A number of companies are using AI to support searches for contract notices to highlight potentially interesting tenders to their clients. They offer services such as ‘tender summaries’, whereby the AI creates a one-line summary on the basis of a contract notice or a tender description, and this summary can be automatically translated (eg into English). They also offer search services based on ‘capturing meaning’ from a company’s website and matching it to potentially interesting tender opportunities.

All these services, however, are at bottom a sophisticated comparison of content in context, not of meaning. And these are deployed to go from more to less information (summaries), which can reduce problems with factuality and precision except in extreme cases, and in a setting where getting it wrong has only a marginal cost (ie the company will set aside the non-interesting tender and move on). This is also an area where expectations can be managed and where results well below 100% accuracy can be interesting and have value.
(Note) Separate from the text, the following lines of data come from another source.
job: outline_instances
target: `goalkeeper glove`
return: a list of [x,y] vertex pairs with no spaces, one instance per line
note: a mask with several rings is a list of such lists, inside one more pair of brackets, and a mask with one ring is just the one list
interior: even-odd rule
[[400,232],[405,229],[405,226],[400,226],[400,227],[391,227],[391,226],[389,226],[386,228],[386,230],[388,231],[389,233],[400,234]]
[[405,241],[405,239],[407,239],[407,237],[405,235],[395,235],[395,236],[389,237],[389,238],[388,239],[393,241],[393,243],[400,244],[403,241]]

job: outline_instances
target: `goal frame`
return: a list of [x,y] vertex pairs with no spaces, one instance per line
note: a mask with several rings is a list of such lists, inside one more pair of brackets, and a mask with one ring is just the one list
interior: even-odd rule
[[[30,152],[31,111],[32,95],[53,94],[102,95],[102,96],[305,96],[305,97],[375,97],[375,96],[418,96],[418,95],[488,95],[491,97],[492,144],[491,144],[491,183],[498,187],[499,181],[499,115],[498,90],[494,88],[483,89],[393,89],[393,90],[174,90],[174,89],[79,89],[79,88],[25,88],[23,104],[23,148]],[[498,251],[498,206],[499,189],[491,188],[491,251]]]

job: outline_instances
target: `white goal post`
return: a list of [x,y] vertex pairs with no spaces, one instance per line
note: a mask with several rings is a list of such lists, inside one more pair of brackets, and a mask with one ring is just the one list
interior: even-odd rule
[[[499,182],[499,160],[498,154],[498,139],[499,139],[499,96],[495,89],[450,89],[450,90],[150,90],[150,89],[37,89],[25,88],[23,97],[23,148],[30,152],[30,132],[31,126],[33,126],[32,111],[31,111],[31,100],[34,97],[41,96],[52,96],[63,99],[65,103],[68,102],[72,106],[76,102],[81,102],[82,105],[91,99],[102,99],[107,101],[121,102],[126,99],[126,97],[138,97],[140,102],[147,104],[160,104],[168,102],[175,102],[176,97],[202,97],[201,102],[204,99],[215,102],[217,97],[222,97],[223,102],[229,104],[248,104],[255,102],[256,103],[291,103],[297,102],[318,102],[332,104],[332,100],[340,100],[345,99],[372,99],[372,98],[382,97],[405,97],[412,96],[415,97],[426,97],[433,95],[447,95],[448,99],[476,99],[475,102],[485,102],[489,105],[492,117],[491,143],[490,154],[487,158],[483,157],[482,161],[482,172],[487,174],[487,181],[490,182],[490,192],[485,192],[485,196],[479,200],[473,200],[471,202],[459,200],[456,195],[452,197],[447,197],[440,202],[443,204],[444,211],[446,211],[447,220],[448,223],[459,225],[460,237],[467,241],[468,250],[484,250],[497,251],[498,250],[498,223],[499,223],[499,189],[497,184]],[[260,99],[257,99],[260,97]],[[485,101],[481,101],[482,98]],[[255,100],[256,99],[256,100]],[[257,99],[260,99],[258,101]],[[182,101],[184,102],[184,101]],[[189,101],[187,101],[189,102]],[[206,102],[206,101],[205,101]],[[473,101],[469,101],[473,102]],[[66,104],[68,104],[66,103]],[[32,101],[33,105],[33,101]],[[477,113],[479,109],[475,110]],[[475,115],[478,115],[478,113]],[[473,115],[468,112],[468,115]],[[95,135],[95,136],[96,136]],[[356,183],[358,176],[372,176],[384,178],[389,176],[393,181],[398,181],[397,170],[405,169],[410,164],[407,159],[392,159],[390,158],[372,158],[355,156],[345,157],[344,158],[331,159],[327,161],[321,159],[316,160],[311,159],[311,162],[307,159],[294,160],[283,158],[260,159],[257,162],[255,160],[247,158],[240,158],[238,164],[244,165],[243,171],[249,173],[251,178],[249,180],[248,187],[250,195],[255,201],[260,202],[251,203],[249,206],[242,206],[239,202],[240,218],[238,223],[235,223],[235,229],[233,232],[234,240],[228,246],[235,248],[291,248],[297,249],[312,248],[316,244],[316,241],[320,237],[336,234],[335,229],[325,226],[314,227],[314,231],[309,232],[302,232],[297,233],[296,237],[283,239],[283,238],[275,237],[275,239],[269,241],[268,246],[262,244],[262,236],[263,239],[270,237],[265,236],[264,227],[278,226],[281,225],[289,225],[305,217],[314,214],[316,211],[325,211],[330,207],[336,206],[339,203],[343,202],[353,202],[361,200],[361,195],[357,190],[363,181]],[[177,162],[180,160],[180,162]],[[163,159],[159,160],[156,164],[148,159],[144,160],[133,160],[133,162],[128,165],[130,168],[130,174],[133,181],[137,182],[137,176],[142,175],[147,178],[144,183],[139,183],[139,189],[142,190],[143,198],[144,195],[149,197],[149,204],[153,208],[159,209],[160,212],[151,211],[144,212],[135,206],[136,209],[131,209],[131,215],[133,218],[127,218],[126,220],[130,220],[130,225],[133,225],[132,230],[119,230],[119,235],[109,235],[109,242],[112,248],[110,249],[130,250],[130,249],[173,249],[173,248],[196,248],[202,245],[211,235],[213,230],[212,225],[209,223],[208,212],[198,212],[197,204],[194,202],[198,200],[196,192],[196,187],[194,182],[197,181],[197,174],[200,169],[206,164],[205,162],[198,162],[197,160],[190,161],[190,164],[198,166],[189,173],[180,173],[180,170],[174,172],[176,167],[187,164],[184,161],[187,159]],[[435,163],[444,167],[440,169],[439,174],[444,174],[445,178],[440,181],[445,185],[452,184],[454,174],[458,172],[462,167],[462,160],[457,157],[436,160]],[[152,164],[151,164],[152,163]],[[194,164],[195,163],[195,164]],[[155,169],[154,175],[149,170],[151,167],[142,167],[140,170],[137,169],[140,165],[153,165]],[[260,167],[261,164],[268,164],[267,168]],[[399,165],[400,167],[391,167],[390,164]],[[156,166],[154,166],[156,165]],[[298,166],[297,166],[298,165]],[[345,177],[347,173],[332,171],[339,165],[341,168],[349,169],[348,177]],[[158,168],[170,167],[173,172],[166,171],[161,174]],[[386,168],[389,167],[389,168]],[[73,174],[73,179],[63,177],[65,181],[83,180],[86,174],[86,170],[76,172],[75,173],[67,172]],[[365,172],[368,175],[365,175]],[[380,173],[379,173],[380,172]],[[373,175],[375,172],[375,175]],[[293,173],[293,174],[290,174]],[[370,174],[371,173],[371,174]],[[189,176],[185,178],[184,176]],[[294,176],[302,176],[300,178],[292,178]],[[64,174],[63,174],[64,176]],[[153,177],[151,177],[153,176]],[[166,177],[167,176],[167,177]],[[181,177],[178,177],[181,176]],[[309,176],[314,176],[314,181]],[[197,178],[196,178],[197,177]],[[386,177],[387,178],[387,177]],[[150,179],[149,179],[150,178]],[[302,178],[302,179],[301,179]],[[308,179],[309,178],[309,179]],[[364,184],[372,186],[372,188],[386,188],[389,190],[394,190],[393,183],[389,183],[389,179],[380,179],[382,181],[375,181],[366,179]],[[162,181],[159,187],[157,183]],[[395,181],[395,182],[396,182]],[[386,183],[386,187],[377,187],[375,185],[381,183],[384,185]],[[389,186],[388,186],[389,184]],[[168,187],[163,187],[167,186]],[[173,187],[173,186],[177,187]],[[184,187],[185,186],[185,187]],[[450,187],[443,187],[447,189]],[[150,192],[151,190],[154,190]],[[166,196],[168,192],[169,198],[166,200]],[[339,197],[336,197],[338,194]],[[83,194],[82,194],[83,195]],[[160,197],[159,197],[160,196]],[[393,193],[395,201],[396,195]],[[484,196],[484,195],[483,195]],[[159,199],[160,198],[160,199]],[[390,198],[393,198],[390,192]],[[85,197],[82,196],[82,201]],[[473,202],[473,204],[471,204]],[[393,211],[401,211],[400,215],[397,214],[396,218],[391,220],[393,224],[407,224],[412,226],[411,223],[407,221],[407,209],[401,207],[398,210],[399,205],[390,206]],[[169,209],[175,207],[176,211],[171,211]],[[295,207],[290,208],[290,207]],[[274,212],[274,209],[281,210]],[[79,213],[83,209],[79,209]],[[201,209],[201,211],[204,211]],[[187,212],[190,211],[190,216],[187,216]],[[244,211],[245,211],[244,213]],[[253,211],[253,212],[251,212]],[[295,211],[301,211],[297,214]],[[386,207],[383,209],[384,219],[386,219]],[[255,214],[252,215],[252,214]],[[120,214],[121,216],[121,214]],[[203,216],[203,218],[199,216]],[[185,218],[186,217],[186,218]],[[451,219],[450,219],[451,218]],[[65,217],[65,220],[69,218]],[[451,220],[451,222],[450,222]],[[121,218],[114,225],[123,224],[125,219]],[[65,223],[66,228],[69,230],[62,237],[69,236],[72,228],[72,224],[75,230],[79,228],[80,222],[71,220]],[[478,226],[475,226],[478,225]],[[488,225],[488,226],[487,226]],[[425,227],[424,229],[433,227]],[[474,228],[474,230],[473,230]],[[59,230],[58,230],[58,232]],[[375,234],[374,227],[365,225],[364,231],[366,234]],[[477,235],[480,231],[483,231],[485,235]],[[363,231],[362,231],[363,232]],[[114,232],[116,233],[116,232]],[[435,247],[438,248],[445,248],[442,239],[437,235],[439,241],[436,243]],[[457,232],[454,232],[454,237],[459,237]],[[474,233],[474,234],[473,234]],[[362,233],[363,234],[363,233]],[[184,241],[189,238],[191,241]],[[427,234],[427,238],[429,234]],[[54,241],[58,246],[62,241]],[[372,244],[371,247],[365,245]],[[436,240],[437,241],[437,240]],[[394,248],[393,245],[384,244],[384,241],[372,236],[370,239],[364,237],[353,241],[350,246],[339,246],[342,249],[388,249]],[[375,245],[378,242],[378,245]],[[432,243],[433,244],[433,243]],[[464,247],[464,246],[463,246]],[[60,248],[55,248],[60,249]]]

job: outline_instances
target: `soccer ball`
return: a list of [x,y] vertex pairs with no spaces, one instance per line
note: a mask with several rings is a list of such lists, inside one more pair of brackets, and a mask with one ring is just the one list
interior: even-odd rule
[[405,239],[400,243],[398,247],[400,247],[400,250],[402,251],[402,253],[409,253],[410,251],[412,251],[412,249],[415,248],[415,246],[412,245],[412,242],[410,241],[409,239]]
The opposite does not apply from the perspective of the public buyer. For example, a summary of a tender is unlikely to have much value as, with all likelihood, the summary will simply confirm that the tender matches the advertised object of the contract (which has no value, differently from a summary suggesting a tender matches the business activities of an economic operator). Moreover, factuality is extremely important and only 100% accuracy will do in a context where decision-making is subject to good administration guarantees.

Therefore, we need to be very careful about how we think about using AI to extract insights from procurement (big) data and, as the OCP introduction highlights, one of the most important things is to clearly define the task for which AI would be used. In my view, there are much more limited tasks than one could dream up if we let our collective imagination run high on hype.